In a genome-wide association (GWA) study, researchers from Boston University Schools of Medicine (BUSM) and Public Health (BUSPH) have identified several genes which influence degeneration of the hippocampus, the part of the brain most associated with Alzheimer disease (AD). The study, which currently appears online as a Rapid Communication in the Annals of Neurology, demonstrates the efficacy of endophenotypes for broadening the understanding of the genetic basis of and pathways leading to AD.
AD is a progressive neurodegenerative disorder for which there are no prevention methods.
Available drugs only marginally affect disease severity and progression, making AD effectively untreatable.
GWA studies using very large samples have increased the number of robust associations to 10 genes, including APOE. However, these genes account for no more than 35 percent of the inherited risk of AD and most of the genetic underpinning of the disorder remains unexplained. According to the researchers, magnetic resonance imaging (MRI) of the brain provides in vivo quantitative measures of neurodegenerative and cerebrovascular brain injury that may represent AD-related changes long before clinical symptoms appear. These measures are more powerful than comparisons of individuals with AD with cognitively healthy persons because they avoid misclassification of normal persons who will develop disease in the future.
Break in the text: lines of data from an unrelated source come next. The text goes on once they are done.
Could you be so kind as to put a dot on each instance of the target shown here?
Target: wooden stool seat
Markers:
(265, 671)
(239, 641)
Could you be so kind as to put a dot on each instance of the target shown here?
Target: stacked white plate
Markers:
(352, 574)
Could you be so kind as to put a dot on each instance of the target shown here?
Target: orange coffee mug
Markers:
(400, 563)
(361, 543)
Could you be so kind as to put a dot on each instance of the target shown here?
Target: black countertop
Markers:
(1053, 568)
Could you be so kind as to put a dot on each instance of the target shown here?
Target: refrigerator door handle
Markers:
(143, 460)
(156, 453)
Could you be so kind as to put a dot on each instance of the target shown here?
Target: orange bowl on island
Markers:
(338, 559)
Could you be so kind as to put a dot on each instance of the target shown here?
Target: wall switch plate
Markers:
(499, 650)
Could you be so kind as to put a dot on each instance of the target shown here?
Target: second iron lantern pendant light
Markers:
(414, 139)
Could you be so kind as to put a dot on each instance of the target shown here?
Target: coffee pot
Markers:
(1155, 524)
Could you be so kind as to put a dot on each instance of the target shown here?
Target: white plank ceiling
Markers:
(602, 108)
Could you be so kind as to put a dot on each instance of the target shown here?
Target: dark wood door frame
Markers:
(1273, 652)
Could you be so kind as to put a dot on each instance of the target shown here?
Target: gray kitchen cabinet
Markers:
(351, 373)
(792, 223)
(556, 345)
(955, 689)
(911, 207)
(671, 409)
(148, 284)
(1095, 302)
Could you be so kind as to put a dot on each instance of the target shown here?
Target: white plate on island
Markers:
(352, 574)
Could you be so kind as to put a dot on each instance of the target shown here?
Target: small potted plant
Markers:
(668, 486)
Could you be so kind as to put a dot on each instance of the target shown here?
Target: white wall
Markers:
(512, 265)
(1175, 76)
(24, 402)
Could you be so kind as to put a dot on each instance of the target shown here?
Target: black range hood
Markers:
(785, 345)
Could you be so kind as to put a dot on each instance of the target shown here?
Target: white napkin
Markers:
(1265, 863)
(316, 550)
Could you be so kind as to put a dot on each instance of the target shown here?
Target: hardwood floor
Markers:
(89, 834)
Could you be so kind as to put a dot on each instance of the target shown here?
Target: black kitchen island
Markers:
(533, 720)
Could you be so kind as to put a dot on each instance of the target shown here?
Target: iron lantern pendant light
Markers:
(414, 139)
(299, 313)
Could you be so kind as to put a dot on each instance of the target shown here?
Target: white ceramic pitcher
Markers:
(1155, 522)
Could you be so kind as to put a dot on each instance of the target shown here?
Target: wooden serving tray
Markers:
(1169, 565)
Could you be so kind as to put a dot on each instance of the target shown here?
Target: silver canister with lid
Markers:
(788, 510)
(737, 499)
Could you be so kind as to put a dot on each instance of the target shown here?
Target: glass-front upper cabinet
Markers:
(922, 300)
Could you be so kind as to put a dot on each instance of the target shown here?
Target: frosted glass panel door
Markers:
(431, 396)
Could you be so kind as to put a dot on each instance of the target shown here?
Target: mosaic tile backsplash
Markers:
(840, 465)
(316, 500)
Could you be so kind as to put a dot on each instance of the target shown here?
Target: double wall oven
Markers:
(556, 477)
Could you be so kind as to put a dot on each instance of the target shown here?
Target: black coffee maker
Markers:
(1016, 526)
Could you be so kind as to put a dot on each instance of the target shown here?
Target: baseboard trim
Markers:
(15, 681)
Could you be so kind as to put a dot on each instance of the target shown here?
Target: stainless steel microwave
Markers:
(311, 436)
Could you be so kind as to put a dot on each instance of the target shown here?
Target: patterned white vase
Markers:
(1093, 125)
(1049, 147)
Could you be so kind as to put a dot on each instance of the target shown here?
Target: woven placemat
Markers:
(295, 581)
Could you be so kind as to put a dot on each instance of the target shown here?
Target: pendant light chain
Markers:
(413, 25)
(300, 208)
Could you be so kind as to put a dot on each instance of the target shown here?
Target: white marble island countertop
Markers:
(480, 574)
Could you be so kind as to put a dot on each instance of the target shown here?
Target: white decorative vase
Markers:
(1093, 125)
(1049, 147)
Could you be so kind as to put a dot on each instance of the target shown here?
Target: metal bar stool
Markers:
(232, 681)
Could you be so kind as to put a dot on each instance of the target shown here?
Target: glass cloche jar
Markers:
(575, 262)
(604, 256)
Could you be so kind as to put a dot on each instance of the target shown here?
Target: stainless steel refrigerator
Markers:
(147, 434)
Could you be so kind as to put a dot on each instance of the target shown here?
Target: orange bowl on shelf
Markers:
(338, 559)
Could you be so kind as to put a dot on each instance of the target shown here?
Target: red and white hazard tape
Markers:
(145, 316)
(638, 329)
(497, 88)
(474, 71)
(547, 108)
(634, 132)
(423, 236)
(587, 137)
BUSM researchers conducted a two-stage GWA study for quantitative measures of hippocampal volume (HV), total cerebral volume (TCV) and white matter hyperintensities (WMH). Brain MRI measures of HV, TCV and WMH were obtained from 981 Caucasian and 419 African-American AD cases and their cognitively normal siblings in the MIRAGE (Multi Institutional Research in Alzheimer's Genetic Epidemiology) Study. In addition, similar MRI measures were obtained from 168 AD cases, 336 individuals with mild cognitive impairment and 188 controls (all Caucasian) in the AD Neuroimaging Initiative (ADNI) Study. The MIRAGE Caucasian families and ADNI subjects were included in the first stage and the MIRAGE African American families were added in stage two. Results from the two Caucasians data sets were combined by meta-analysis.
In stage two, one genetic marker (i.e. single nucleotide polymorphism or SNP) from each of the gene regions that were most significantly associated with AD in the Caucasian data sets was evaluated in the African-American data set.